Glanbia and Leprino Foods Company today agreed a deal which will see Leprino Foods buy full ownership of Glanbia Cheese, a mozzarella maker, for more than €160m.

The deal includes Glanbia Cheese UK and Glanbia Cheese EU.

Glanbia Cheese has three manufacturing facilities - Portlaoise in Ireland, Llangefni in Wales and Magheralin in Northern Ireland.

After the deal is complete, the existing team will continue to manage the business, led by CEO Paul Vernon and his senior management team, with no disruption to day-to-day operations.

It is expected that Glanbia plc will receive in excess of €160m for the sale of its stake, with the possibility of another €25m over the next three years, dependent on business performance.

The deal sale represents another step back from consumer foods after Glanbia completed the sale of its Irish dairy brands to the Glanbia Co-Op - now Tirlan - in April 2022.

"The logic of this transaction is clear as it allows us to focus on our core better nutrition strategy and to allocate further capital to our global growth businesses," Siobhán Talbot said.

Glanbia also said today it plans to change its presentation currency to the US dollar from January 2023 as it generates over 80% of its revenue and earnings, and has significant assets and liabilities denominated in dollars.

But it has "no plans at this time" to move its listing in London and Dublin to the US, its Finance Director Mark Garvey said.

Breaking down its divisions, the company said that revenues at its Glanbia Performance Nutrition unit rose by almost 14% to €1.625 billion from €1.303 billion, while EBITA increased by 10.5% to €182.1m from €145.1m in 2021. It noted that pricing was driven by price increases across all brands, in all regions, in response to inflationary trends.

Revenues in its Glanbia Nutritionals - Nutritional Solutions - business increased by 16.6% to €1.126 billion from €877.4m in 2021 with strong overall pricing driven by significantly heightened dairy protein market prices.

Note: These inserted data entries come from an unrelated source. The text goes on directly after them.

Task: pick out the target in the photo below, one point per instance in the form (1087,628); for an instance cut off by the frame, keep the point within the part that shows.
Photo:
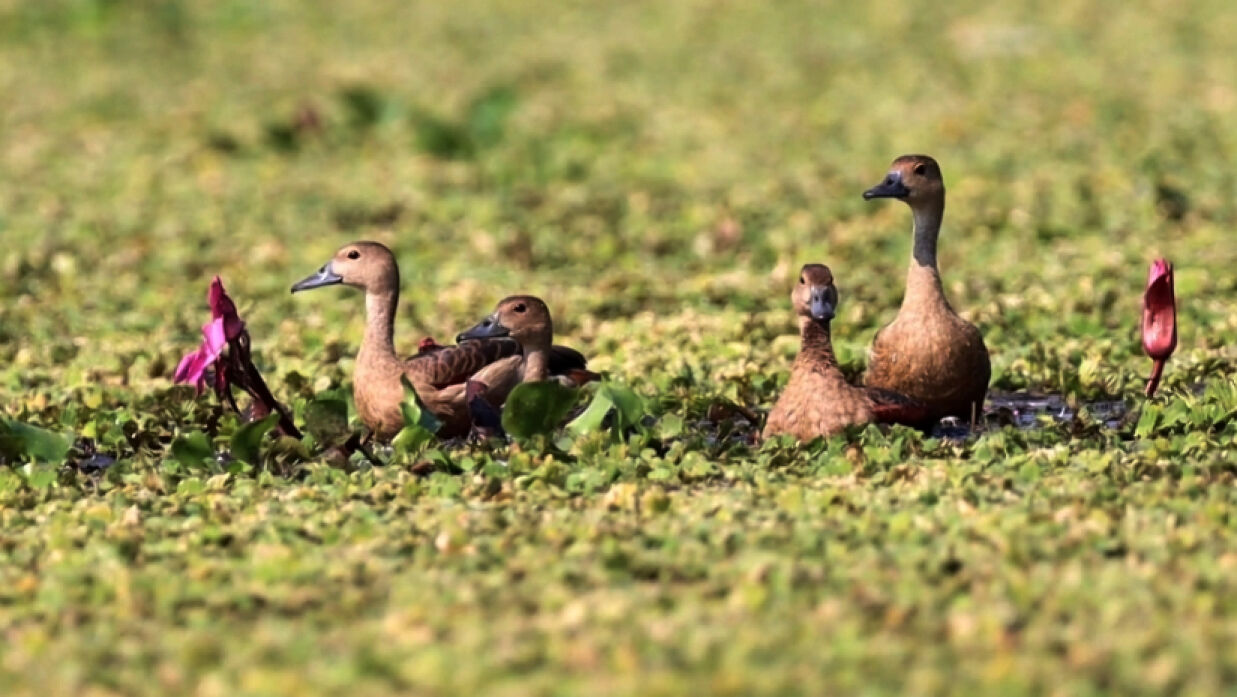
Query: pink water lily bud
(223,307)
(1159,320)
(225,347)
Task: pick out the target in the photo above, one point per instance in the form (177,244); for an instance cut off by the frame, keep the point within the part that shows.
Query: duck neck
(815,343)
(536,363)
(923,276)
(379,341)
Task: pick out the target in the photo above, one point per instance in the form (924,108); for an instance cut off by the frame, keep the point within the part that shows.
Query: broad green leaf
(536,407)
(41,477)
(594,415)
(22,441)
(192,448)
(246,442)
(415,411)
(411,438)
(627,406)
(1147,421)
(631,407)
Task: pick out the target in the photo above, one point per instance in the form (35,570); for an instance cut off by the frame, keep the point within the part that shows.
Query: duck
(527,320)
(928,352)
(818,400)
(439,374)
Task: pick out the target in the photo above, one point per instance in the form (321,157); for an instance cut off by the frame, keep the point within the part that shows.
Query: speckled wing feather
(453,365)
(893,407)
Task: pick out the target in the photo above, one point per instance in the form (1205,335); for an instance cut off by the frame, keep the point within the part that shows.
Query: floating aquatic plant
(224,358)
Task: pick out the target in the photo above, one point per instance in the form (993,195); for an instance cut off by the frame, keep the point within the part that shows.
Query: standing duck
(818,400)
(437,373)
(928,352)
(526,320)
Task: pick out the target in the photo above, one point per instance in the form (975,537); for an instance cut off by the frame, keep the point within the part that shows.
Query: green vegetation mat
(657,171)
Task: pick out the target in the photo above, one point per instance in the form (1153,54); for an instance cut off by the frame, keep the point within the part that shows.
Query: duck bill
(891,187)
(487,328)
(325,276)
(820,308)
(1159,312)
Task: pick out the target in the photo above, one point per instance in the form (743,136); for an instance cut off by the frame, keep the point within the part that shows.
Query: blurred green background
(657,171)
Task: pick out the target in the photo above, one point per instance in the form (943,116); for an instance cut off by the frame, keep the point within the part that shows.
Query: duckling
(818,400)
(437,373)
(526,320)
(928,352)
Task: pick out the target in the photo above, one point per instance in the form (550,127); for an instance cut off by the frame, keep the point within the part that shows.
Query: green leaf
(41,477)
(415,411)
(327,420)
(192,448)
(594,415)
(536,407)
(22,441)
(669,426)
(1147,421)
(411,438)
(631,406)
(248,440)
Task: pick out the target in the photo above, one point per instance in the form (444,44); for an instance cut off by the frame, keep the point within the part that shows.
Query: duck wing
(452,365)
(894,407)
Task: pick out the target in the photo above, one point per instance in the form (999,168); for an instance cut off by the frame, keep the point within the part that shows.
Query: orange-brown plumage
(818,400)
(928,352)
(437,373)
(527,321)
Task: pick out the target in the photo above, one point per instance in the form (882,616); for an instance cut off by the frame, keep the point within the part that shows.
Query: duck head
(815,297)
(366,265)
(522,317)
(912,178)
(1159,320)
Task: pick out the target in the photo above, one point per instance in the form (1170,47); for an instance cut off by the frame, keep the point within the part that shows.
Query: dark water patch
(1027,410)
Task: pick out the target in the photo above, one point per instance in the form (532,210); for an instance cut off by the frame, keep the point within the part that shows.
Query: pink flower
(1159,320)
(224,326)
(225,346)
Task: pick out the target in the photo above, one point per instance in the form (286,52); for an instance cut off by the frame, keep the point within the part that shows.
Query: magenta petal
(193,367)
(214,338)
(1159,312)
(222,306)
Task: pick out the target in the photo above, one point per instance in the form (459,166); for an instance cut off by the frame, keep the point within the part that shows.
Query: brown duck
(928,352)
(437,373)
(818,400)
(526,320)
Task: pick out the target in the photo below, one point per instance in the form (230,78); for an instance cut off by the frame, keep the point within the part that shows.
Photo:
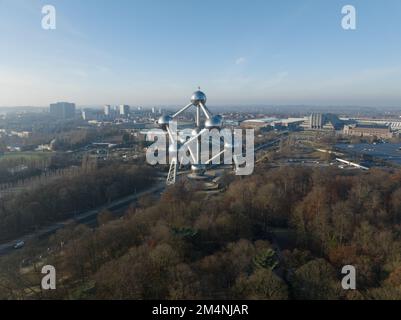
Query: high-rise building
(124,110)
(63,110)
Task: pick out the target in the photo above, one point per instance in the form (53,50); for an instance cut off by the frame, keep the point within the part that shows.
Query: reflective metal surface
(198,97)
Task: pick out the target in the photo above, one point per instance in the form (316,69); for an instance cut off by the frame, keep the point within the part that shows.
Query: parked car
(19,245)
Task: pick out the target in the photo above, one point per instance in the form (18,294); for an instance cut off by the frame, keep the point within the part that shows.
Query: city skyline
(142,53)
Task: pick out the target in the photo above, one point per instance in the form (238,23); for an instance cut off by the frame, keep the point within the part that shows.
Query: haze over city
(149,53)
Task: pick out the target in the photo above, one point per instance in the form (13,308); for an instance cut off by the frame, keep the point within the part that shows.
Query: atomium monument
(198,101)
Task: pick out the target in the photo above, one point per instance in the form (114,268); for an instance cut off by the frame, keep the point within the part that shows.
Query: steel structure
(198,100)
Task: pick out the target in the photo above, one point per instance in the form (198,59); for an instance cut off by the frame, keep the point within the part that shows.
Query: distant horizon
(154,53)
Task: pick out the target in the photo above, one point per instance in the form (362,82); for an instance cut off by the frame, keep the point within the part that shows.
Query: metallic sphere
(198,97)
(173,148)
(195,132)
(198,169)
(164,121)
(214,122)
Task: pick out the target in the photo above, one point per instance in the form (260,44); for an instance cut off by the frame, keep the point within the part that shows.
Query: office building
(124,110)
(63,110)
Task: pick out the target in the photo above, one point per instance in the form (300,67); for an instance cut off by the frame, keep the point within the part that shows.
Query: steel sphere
(173,148)
(214,122)
(164,121)
(198,97)
(195,132)
(198,169)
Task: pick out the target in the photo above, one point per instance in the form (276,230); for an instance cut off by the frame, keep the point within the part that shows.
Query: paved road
(86,217)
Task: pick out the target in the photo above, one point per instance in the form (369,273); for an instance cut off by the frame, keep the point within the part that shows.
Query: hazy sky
(144,52)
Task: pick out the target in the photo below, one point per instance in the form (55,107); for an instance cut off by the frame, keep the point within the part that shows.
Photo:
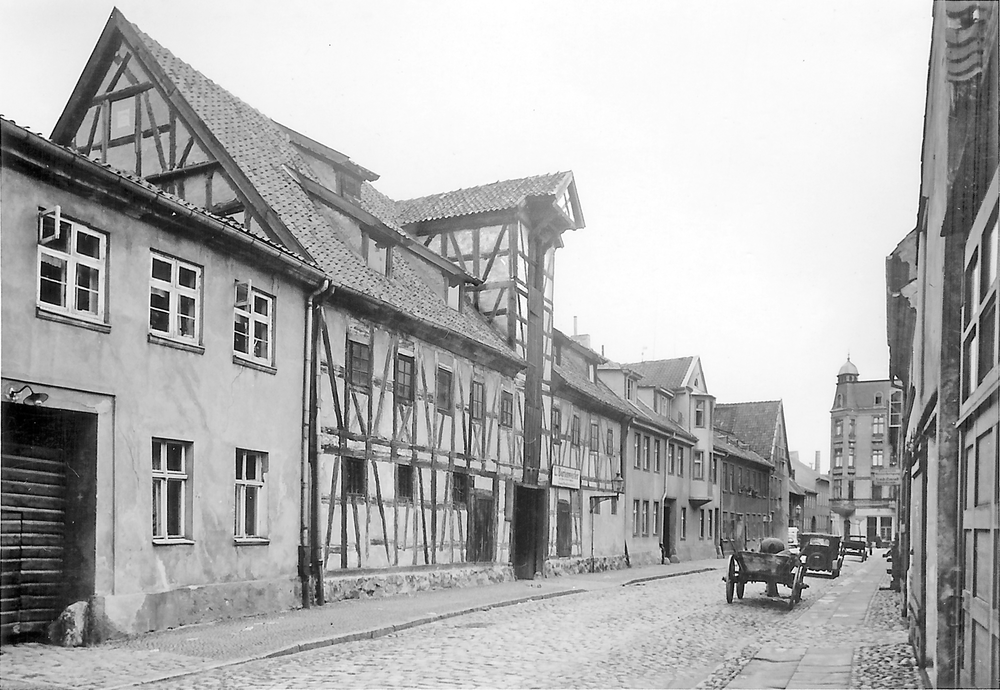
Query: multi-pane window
(403,379)
(878,424)
(250,467)
(253,323)
(355,477)
(174,298)
(443,386)
(477,403)
(506,409)
(171,465)
(404,483)
(359,364)
(698,466)
(459,488)
(72,263)
(877,457)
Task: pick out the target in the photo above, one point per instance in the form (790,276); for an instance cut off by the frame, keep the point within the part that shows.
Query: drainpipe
(308,382)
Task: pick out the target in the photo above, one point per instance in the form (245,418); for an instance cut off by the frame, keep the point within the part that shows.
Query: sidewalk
(818,666)
(182,651)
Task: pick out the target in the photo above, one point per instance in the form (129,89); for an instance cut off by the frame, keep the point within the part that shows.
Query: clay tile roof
(263,151)
(665,373)
(752,422)
(498,196)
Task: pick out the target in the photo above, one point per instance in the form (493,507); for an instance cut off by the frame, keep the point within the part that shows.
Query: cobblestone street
(668,633)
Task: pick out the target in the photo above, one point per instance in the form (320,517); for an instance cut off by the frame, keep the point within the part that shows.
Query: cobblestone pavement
(668,633)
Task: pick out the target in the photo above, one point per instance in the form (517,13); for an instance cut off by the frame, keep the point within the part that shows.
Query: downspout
(308,383)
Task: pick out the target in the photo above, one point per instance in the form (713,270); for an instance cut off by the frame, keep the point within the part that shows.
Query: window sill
(176,344)
(250,364)
(42,313)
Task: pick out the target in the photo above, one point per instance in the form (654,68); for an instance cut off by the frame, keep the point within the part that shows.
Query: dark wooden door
(32,535)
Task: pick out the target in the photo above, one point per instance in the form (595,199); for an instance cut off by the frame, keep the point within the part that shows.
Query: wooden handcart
(771,568)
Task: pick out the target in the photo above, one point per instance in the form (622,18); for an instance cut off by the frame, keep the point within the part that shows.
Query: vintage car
(856,544)
(821,552)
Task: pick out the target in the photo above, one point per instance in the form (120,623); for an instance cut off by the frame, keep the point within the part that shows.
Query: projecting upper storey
(140,109)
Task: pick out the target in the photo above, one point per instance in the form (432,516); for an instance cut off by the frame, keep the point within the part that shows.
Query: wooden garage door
(33,503)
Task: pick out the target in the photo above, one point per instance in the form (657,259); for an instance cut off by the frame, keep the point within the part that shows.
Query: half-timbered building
(427,350)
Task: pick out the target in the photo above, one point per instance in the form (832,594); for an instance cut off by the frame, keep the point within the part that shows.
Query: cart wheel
(731,579)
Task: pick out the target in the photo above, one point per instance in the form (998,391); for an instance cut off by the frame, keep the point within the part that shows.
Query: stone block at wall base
(372,584)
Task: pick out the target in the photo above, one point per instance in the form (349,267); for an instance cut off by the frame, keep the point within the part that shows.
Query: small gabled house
(587,450)
(761,425)
(152,402)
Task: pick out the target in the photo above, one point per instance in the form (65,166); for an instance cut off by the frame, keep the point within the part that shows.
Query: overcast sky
(744,167)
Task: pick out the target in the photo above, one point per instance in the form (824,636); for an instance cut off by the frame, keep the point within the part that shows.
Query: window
(252,323)
(171,465)
(478,410)
(355,477)
(72,265)
(443,391)
(877,457)
(506,409)
(174,298)
(359,364)
(403,387)
(250,469)
(404,483)
(459,488)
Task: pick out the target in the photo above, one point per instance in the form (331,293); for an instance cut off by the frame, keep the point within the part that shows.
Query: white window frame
(247,300)
(162,476)
(174,292)
(246,486)
(72,260)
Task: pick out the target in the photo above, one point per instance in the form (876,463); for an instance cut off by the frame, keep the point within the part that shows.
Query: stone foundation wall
(373,584)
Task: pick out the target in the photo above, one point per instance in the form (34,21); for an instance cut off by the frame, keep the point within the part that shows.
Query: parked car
(821,552)
(856,544)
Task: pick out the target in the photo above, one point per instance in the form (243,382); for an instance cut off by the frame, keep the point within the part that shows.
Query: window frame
(72,260)
(175,293)
(255,486)
(162,477)
(253,318)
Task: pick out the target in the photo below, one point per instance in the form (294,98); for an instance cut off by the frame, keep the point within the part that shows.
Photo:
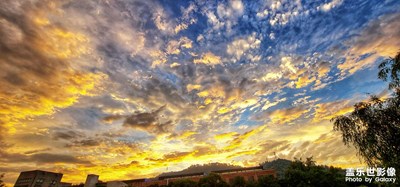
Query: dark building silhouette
(38,178)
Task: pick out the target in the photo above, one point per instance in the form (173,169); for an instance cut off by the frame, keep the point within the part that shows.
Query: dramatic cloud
(94,86)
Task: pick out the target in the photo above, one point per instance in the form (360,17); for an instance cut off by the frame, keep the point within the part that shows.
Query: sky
(132,88)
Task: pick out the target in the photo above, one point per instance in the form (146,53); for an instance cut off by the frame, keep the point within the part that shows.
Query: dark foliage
(389,70)
(374,126)
(238,181)
(183,183)
(279,165)
(212,180)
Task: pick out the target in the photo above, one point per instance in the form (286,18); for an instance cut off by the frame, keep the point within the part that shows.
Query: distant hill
(198,168)
(280,166)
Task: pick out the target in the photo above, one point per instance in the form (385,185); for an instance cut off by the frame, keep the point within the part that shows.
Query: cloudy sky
(128,89)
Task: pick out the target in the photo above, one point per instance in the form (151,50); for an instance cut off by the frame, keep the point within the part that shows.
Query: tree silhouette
(374,126)
(389,70)
(183,183)
(238,181)
(212,180)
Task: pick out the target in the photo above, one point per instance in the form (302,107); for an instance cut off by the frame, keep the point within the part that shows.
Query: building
(249,174)
(38,178)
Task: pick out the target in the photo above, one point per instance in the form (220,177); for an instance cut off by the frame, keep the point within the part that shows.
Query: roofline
(215,171)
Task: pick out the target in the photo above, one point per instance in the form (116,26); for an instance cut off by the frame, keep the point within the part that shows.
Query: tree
(389,70)
(374,126)
(212,180)
(1,180)
(238,181)
(268,180)
(183,183)
(307,173)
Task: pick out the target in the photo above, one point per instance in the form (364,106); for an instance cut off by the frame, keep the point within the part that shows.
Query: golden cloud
(287,115)
(37,68)
(326,111)
(208,59)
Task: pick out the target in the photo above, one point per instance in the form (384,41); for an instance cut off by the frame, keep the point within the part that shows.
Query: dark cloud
(148,121)
(66,135)
(84,143)
(57,158)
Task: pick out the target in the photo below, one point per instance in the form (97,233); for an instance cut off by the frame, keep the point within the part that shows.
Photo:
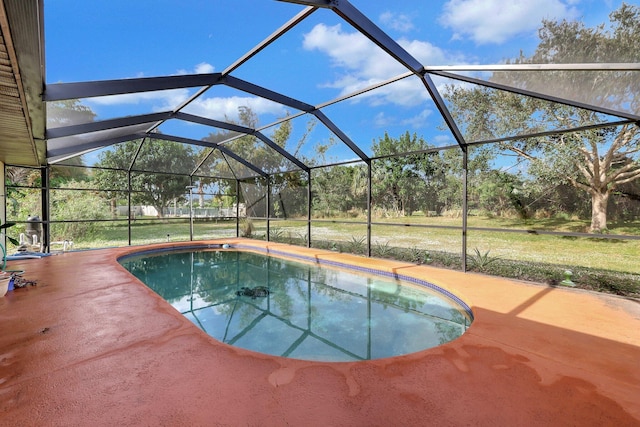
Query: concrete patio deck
(90,345)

EBITA rose by 13% to €128.2m from €101.1m in 2021.

Meanwhile, revenues in Glanbia Nutritionals - US Cheese - business grew by 27.7% to €2.890 billion from €2.016. billion with volume growth driven by expanded production through the new joint venture plant in Michigan, which was commissioned during 2021. The division's EBITA jumped by 33% to €36.8m from €24.4m over the 12 months.

Shares in the company ended higher in Dublin trade today.